This project aims to create an AI-powered size chart generator tailored for apparel sellers, with a focus on integration with e-commerce platforms like Flipkart. The goal is to improve the accuracy of size recommendations, which can lead to higher customer satisfaction and reduced return rates. The solution leverages Agglomerative Clustering to categorize customers based on their body measurements and subsequently uses a Random Forest classifier to provide personalized size suggestions.
Note: GRiD SDE-> size-chart-prediction has the code files- for convenience, we have uploaded all the content of size-chart-prediction in the main branch too.
- Project Overview
- Project Structure
- Setup and Installation
- Running the Project
- Pipeline Overview
- Challenges with Dataset
- Testing
- License
The project is organized into several directories:
- data/: Contains raw and processed data files.
- processed/: Includes the processed dataset for clustering and model training.
- raw/: Holds the original raw dataset.
- models/: Stores the trained Random Forest model.
- scripts/: Includes various scripts for clustering, training, evaluating, and making predictions based on the model.
- tests/: Contains unit tests for data preprocessing, clustering, model training, and prediction scripts.
- README.md: The project documentation.
- requirements.txt: Lists the Python dependencies needed for the project.
- Python 3.7 or higher
- Pip (Python package installer)
-
Clone the Repository: Clone the project repository to your local machine and navigate into the project directory.
git clone <repository-url> cd size-chart-prediction
-
Install Dependencies: Install the necessary Python packages using pip.
pip install -r requirements.txt
Ensure that the processed_data.csv
file is present in the data/processed/
directory. This file should contain cleaned and preprocessed data ready for clustering.
Note: The data_preprocessing.py
script automatically handles NaN values by imputing them with the most frequent value (mode) or random valid entries, ensuring no data is lost due to missing values. The script then saves the cleaned dataset in a CSV file for subsequent steps.
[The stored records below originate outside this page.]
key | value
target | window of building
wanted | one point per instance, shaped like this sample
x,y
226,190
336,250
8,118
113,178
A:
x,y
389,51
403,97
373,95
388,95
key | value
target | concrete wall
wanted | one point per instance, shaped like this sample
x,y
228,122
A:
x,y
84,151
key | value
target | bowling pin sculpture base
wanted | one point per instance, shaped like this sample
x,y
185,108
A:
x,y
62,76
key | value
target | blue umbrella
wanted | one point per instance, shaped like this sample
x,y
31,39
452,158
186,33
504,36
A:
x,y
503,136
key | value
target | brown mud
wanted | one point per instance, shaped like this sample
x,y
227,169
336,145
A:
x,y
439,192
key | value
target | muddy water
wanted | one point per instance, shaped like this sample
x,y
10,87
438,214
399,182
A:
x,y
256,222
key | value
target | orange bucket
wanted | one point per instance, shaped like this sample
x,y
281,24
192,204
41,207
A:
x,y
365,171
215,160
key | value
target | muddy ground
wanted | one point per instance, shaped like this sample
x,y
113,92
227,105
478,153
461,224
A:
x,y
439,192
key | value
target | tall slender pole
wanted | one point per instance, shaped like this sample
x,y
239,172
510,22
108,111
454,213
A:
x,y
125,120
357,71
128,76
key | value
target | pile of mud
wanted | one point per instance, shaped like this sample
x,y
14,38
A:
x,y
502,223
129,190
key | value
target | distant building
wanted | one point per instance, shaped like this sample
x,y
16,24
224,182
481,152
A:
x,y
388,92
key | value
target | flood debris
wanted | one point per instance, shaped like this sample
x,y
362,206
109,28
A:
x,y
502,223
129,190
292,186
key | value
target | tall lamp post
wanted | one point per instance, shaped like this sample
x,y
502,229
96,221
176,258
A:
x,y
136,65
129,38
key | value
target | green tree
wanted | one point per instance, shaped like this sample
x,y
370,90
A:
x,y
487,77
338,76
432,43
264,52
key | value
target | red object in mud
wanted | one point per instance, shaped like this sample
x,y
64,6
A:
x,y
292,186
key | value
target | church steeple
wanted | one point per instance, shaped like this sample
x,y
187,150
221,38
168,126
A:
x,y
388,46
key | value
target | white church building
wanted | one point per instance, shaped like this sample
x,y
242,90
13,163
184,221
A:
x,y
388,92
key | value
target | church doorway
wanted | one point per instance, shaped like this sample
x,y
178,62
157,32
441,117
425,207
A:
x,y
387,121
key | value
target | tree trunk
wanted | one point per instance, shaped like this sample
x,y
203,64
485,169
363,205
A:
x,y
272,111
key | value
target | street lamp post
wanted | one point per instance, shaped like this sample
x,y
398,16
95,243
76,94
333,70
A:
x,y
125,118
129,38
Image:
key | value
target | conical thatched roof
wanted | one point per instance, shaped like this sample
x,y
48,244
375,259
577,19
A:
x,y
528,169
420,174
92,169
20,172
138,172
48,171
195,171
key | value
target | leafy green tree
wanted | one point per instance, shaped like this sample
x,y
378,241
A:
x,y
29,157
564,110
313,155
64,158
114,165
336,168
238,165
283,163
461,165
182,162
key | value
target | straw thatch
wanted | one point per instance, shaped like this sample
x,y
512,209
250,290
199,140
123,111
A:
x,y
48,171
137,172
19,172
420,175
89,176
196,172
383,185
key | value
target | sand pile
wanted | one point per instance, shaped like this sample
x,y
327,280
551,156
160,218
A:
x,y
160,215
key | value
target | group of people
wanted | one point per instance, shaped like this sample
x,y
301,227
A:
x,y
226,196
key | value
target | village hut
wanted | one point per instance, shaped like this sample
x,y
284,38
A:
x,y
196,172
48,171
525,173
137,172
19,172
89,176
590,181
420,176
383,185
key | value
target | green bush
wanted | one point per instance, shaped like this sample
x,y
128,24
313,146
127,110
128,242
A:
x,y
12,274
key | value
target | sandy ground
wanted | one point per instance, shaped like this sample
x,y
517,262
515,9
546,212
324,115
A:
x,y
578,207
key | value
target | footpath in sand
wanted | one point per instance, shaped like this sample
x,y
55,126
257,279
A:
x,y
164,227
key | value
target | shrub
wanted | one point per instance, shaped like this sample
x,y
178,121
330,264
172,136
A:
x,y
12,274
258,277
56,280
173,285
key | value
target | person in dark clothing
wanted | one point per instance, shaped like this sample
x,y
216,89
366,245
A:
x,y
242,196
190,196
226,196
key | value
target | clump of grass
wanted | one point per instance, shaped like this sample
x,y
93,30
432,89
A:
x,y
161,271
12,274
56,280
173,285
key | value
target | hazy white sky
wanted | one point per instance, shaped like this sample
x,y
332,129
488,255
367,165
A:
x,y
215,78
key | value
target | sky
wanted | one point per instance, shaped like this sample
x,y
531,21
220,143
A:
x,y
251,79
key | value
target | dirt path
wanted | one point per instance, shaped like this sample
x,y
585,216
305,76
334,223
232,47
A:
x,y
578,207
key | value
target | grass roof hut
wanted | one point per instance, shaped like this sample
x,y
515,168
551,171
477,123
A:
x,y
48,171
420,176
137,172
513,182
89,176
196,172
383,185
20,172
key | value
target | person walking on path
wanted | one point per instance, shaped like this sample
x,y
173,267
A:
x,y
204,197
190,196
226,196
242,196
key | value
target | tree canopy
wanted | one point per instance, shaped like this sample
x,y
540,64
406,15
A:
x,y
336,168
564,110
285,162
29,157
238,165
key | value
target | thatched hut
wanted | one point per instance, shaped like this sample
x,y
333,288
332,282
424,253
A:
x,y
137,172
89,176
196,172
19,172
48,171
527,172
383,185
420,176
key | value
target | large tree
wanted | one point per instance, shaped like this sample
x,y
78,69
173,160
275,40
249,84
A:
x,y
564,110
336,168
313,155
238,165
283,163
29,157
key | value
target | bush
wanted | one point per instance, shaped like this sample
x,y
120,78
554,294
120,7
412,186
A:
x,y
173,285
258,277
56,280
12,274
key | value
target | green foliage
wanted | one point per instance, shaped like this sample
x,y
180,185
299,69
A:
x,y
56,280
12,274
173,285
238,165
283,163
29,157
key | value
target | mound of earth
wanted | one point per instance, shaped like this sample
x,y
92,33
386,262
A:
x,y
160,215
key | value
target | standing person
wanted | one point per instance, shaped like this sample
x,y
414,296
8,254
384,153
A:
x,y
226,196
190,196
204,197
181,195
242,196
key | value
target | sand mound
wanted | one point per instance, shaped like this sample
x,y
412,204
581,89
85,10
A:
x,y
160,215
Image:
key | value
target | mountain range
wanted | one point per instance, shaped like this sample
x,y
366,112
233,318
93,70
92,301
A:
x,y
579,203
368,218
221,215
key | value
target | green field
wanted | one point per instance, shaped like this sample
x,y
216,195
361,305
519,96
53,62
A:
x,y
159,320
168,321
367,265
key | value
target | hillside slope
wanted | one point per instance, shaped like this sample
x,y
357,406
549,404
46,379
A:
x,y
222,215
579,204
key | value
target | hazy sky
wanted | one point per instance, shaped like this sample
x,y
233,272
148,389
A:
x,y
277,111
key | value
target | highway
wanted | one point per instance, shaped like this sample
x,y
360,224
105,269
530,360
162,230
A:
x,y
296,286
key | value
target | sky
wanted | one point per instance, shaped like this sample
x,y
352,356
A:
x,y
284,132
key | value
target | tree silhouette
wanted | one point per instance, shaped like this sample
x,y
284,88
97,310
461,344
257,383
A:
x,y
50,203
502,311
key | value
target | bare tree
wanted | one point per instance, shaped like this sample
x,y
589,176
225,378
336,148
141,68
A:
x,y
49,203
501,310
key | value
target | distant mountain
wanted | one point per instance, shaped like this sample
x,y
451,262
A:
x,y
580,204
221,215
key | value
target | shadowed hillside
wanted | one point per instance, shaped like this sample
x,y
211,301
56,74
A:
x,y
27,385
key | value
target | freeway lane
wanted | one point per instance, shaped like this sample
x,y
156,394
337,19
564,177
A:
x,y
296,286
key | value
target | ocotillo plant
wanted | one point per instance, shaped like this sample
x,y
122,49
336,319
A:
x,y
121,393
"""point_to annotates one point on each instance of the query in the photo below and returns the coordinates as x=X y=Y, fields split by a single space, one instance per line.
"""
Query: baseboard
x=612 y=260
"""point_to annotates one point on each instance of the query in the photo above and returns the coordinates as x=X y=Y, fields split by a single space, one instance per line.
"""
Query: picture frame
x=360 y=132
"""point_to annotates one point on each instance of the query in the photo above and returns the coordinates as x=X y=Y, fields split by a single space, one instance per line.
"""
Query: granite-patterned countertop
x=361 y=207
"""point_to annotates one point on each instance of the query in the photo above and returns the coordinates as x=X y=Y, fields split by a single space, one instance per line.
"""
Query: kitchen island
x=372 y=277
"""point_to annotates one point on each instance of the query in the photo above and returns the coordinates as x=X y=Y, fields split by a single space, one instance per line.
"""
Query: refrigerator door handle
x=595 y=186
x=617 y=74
python3 scripts/data_preprocessing.py
Run the clustering script to group the data based on body measurements. This will generate the clustered_data.csv
file in the data/processed/
directory.
python3 scripts/clustering.py
Run the cluster_analysis.py script to analyze the clusters and generate visualizations.
python3 scripts/cluster_analysis.py
Train the Random Forest model on the clustered data. The trained model will be saved in the models/
directory.
python3 scripts/train_model.py
Evaluate the model's performance by running the evaluation script. This script will output metrics such as accuracy, precision, recall, and f1-score.
python3 scripts/evaluate_model.py
To predict the size cluster for a new set of user measurements, run the prediction script. Follow the prompts to input the measurements and receive a size recommendation.
python3 scripts/predict.py
The pipeline consists of the following stages:
- Data Preprocessing: Load the processed data, perform Agglomerative Clustering on selected features, and save the clustered data.
- Cluster Analysis: Perform statistical analysis on the clustered data and generate visualizations to explore feature distributions.
- Model Training: Train a Random Forest classifier on the clustered data, evaluate its performance, and save the trained model.
- Model Evaluation: Evaluate the trained model on a test set and generate a performance report.
- Prediction: Use the trained model to predict the size cluster based on user measurements.
- Testing: Validate each component of the project through unit tests.
The dataset contained missing values, particularly in the height feature. Initial attempts to drop rows with missing values led to a significant loss of data. To address this, missing values were imputed with the most frequent value or randomly selected from existing valid entries in the column.
Some clusters had a disproportionately low number of data points, which could potentially affect the model's performance. Addressing this involved careful parameter tuning and possibly oversampling underrepresented clusters during model training.
The project includes unit tests to ensure the reliability and accuracy of each component:
- Data Preprocessing: Tested through the data preprocessing unit test script.
- Clustering Process: Verified to ensure correct cluster assignment.
- Model Training: The training process and model accuracy are validated through unit tests.
- Prediction: The functionality of the prediction script is tested to ensure accurate predictions.
To execute the tests, use the provided testing framework.
This project is licensed under the MIT License. See the LICENSE file for more details.
The data/
directory contains all the data files used in the project.
The processed/
directory within data/
includes the cleaned and preprocessed dataset that is used for clustering and model training.
The raw/
directory within data/
holds the original raw dataset before any processing.
The models/
directory stores the trained Random Forest model that has been generated after training.
The scripts/
directory includes various Python scripts for different stages of the project:
- Clustering the data
- Training the machine learning model
- Evaluating the model's performance
- Making predictions based on input features
The tests/
directory contains unit tests that verify the accuracy and reliability of each component of the project, including:
- Data preprocessing
- Clustering process
- Model training
- Prediction scripts
The README.md
file provides documentation for the project, including setup instructions, project structure, and usage guidelines.
The requirements.txt
file lists all the Python dependencies required to run the project, ensuring that all necessary packages are installed.